The program counter PC is normally incremented after fetching each instruction or operand byte during program execution. The only way you can change this behaviour is with the jump, call and return instructions. Also interrupts can change the program counter's value.
The program counter on an 8008 is only 14-bits wide, enabling it to address up to 16k of memory.


SB-Assembler Version 3 can show you the cycle times of each instruction when the TON list flag is switched on. The numbers presented are the number of states each instruction takes. Conditional instructions have two possible timings, the first one for when the condition is false, the second one for when the condition is true.

Reserved Words

Only the register names are reserved. These are the names you better avoid using as label names:

A, B, C, D, E, H, L, M.

Special Features

Restart Vectors

Originally the 8 possible restart vectors are numbered from 0 to 7 in other 8008 assemblers. This is very inconvenient, because you can't let the restart vector point to the appropriate vector address by using its label name.
Therefore I added another addressing format to the RST instructions. Not only can you use the original addressing format, using a number from 0 to 7, but you can also use the appropriate vector addresses as well. The list below shows the relation between the vector address and interrupt number.

Vector Address Interrupt Number

Please note that the value of the operand after an RST instruction may not be any other value than 0 to 7, $08, $10, $18, $20, $28, $30 or $38. Any other value will result in a Out of range error to be reported.

Instruction sets

As mentioned before I have included 2 instruction sets in this cross-overlay. Both instruction sets can be used interchangeably. You don't even have to tell the assembler which instruction set you'd like to use.


        LAB              1972 syntax that loads A with B
        MOV   A,B        1976 syntax doing the same

Both instructions can be used in the same source program. This is very convenient, but causes a few tiny problems. E.g. in 1972 the CPE instruction compared A with E, while in 1976 it was used to Jump if Parity was Even and now the instruction requires a destination operand.
I could show a few more examples causing similar problems. Instructions like this must have their operand following the instruction within 8 spaces (10 spaces for version 3). If not the SB-Assembler will assume no operand was following the instruction, effectively interpreting it as a 1972 instruction.

Overlay Initialization

Two things are set while initializing the 8008 overlay every time it is loaded by the .CR directive.

  • Little endian model is selected for 14-bit addresses and for the .DA and .DL directives.

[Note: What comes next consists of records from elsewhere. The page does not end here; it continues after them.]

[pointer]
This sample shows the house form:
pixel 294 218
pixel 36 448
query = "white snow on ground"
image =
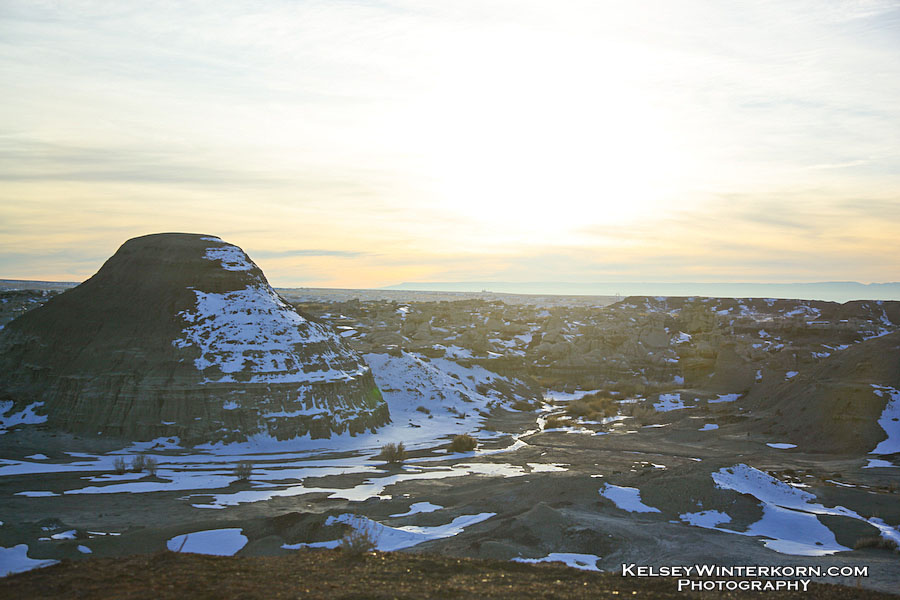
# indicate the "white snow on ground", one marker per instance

This means that words or long words are stored with their low byte first.
  • The maximum program counter value is set to $3FFF.

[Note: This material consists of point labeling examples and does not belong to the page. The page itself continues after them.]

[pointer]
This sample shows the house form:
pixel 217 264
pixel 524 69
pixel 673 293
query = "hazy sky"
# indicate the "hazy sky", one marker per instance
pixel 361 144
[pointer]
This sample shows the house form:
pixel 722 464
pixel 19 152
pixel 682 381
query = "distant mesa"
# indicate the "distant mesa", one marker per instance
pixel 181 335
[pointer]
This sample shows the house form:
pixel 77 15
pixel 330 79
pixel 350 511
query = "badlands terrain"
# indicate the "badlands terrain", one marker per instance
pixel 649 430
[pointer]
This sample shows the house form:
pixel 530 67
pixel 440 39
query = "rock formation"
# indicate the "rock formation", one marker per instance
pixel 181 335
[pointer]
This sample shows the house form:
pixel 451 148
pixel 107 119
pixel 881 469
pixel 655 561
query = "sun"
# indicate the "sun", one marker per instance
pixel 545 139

Differences Between Other Assemblers

There are some differences between the SB-Assembler and other assemblers for the 8008 processor, if there are any. These differences require you to adapt existing source files before they can be assembled by the SB-Assembler. This is not too difficult though, and is the (small) price you have to pay for having a very universal cross assembler.

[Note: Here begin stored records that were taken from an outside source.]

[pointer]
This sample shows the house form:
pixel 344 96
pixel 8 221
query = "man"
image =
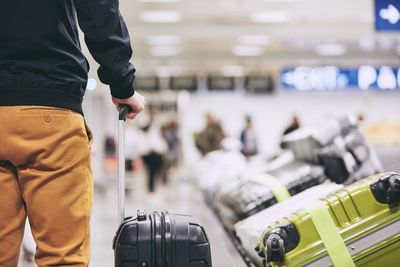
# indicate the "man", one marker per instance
pixel 45 171
pixel 248 139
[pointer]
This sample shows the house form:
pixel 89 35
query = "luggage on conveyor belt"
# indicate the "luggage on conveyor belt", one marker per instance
pixel 217 166
pixel 263 190
pixel 306 141
pixel 349 158
pixel 233 176
pixel 249 230
pixel 357 226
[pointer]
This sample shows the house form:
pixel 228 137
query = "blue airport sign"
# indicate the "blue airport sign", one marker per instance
pixel 333 78
pixel 387 15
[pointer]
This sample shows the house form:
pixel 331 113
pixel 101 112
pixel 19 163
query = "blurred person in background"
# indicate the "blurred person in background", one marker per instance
pixel 209 139
pixel 153 148
pixel 170 133
pixel 293 126
pixel 248 139
pixel 110 147
pixel 45 168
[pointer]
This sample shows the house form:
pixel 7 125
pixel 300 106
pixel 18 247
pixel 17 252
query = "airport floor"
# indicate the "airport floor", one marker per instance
pixel 179 196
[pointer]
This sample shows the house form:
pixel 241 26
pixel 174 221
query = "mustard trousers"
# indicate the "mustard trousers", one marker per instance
pixel 45 175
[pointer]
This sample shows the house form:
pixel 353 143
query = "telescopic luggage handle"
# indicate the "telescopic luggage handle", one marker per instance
pixel 125 109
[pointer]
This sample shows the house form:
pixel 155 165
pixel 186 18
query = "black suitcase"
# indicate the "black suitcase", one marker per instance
pixel 161 240
pixel 157 239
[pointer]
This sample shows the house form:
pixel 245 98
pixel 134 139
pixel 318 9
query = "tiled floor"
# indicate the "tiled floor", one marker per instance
pixel 179 196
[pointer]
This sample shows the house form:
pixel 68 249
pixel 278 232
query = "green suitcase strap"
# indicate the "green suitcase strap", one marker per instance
pixel 329 235
pixel 278 189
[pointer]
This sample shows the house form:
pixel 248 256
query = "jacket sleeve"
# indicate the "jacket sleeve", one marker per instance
pixel 107 38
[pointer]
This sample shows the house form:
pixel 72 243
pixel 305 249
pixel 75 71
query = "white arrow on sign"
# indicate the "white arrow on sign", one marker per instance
pixel 390 14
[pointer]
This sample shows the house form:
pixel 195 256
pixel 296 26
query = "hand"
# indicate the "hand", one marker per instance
pixel 136 102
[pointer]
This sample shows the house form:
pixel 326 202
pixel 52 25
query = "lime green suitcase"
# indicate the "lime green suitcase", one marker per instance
pixel 357 226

  • The 8008 instruction set knows special mnemonics that indicate immediate addressing mode. Therefore it is not absolutely necessary to add the immediate mode identifier # in front of the operand. Although it wouldn't hurt if you did.
    E.g. the two instructions LAI VALUE and LAI #VALUE have exactly the same effect.
    If you want another part of the 32-bit number to be loaded immediately into any of the registers you could use the other immediate mode identifiers /, =, or \.
  • Octal numbers are used to represent the I/O addresses in the original manual that I've got. In the manual these numbers are confusingly written as 13B, where the B identifies octal representation. The SB-Assembler uses the @ prefix to represent octal numbers, so the value above must be written as @13.
    Values for the INP instruction can range from @0 to @7, while the value for the OUT instructions range from @10 to @37.
  • The obvious differences in notation of directives and radixes common to all SB-Assembler crosses.
  • Don't forget that the SB-Assembler does not allow spaces in or between operands. Only Version 3 will allow one space after each comma separating operands in the operand field.